Science and Exponential Growth

This Interesting Thought came when I was thinking about the research I did this past summer. I was working on the problem of automatically finding sentence boundaries in a string of text. The big issue was that in a string of hundreds of sentences, there are on the order of 2^100 ways to place the sentence boundaries — only one of which is correct!! In other words, placing boundaries exhibits exponential complexity.

Our solution to this problem was to take high-probability boundaries as given. Such placements might be incorrect, but usually they aren’t and we were willing to sacrifice this little bit of precision. Because then, we only had to consider multiple possibilities for the boundaries in-between these high-probability boundaries. In mathematical terms, if we split the text into 10 high-probability segments of approximately 10 sentences each, the number of possibilities is only 10 times 2^10: about 10,000 possibilities, easy for a computer to consider. This is FAR, FAR smaller than the original 2^100, which is so big it is essentially impossible to comprehend. 2^100 is approximately the number of words that would be produced if every human being who EVER lived produced an entirely new academic research library every SECOND of their life.

But the point is, it occurred to me that all of science might be framed as a process of isolating a few variables from the vast network of interconnected variables that form the world. It is impossible to analyze more than a few variables at a time because if you assume that most variables affect most others, the number of “effects” (links between variables) exhibits exponential growth (combinations).

From this viewpoint you could say that if you want to make progress in science, you need to find a way to break down the problem you are solving into component parts with few enough interactions. If such small, useful units are found, you can then use them to build back up to the full size of the problem — where building back up has nice linear growth. This makes it possible to actually make progress. You just can’t get anywhere with 2^100 possibilities. Start writing those research libraries…

Inequality

Rick Spalding (a man of wisdom) said that what made the biggest impression on him during the winter study trip to Nicaragua was that the people doing the hardest, most physically demanding (and demeaning) work were getting paid the least.

On the surface, this seems surely wrong. But ultimately whether this is moral seems to come down to the morality of a market economy in general. I think that the basics of such an economy make a lot of sense, but that additional measures are needed to protect the poor.
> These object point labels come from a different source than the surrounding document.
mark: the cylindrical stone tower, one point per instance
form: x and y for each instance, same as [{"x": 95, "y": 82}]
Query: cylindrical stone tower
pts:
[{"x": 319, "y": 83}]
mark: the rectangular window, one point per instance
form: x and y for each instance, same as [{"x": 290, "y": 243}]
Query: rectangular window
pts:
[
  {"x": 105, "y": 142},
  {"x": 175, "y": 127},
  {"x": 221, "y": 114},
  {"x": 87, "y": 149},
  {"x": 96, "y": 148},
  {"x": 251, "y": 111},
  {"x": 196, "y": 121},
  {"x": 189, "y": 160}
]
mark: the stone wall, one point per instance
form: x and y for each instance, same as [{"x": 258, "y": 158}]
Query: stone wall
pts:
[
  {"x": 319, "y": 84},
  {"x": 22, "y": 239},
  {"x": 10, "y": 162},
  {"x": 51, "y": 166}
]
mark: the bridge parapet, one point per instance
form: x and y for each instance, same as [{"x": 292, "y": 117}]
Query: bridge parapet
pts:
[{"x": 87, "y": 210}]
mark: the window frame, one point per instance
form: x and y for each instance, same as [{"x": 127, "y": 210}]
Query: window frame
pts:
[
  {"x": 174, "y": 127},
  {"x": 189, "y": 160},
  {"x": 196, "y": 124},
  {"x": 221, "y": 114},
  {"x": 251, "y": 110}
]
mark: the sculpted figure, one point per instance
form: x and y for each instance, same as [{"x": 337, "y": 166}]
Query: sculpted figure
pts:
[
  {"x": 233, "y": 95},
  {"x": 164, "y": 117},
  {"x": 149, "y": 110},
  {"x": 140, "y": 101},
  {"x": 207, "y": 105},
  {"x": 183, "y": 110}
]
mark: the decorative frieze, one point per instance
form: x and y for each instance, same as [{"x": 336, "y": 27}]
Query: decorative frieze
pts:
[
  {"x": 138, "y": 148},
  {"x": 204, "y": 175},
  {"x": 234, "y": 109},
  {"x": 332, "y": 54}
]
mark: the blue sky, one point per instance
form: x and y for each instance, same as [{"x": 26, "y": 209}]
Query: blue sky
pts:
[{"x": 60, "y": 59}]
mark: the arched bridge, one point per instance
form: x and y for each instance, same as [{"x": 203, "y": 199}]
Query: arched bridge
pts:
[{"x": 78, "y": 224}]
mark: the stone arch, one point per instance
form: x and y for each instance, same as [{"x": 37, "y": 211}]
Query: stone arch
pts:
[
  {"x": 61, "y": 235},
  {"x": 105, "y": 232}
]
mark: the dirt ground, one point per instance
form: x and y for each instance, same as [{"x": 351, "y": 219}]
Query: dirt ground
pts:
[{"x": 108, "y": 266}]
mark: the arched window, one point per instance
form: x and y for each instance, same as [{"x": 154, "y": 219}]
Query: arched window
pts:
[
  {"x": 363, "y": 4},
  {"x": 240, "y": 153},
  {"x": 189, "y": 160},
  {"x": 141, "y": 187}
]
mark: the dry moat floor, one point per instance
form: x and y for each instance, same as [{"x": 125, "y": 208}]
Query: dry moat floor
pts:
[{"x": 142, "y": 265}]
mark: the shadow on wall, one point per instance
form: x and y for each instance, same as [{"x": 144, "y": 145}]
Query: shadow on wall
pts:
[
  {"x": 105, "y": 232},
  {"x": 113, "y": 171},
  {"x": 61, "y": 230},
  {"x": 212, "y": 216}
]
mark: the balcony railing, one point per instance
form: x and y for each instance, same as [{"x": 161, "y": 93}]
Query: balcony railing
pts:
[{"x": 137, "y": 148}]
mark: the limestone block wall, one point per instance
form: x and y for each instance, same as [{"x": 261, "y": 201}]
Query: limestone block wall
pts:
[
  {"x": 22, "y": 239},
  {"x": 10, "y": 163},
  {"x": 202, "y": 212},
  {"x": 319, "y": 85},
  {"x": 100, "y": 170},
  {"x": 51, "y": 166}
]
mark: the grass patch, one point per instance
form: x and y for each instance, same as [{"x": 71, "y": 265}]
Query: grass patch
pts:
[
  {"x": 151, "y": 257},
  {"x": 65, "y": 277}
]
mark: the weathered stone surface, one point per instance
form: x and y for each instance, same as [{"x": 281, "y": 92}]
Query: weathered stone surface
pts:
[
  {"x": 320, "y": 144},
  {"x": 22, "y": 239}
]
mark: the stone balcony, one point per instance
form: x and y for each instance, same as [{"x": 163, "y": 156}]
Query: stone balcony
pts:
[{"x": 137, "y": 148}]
There is some sense of “fairness” which makes it seem like hard physical labor should be rewarded more than skilled mental labor, but if you are doing hard physical labor that no one needs, than why should you be paid at all to do it? This is how the market allocates money “efficiently”.

So the real issue is not the market but that in Nicaragua there are a whole host of other problems, such as illegal maneuvers made possible because of extreme wealth disparities and poverty in general. Not the market but the fact that workers’ rights are not protected.

It’s ironic that the hardest workers are being paid the smallest sums, but what’s not “fair” is that they do not realistically have the option to change their work or improve their working conditions. A free and fair society is one where these opportunities do exist.

Zen and the Art of Motorcycle Maintenance

My mind has been swirling lately with interesting thoughts related to the book Zen and the Art of Motorcycle Maintenance. So as not to be overwhelmed I will try to post them as separate Interesting Thoughts at different Interesting Times.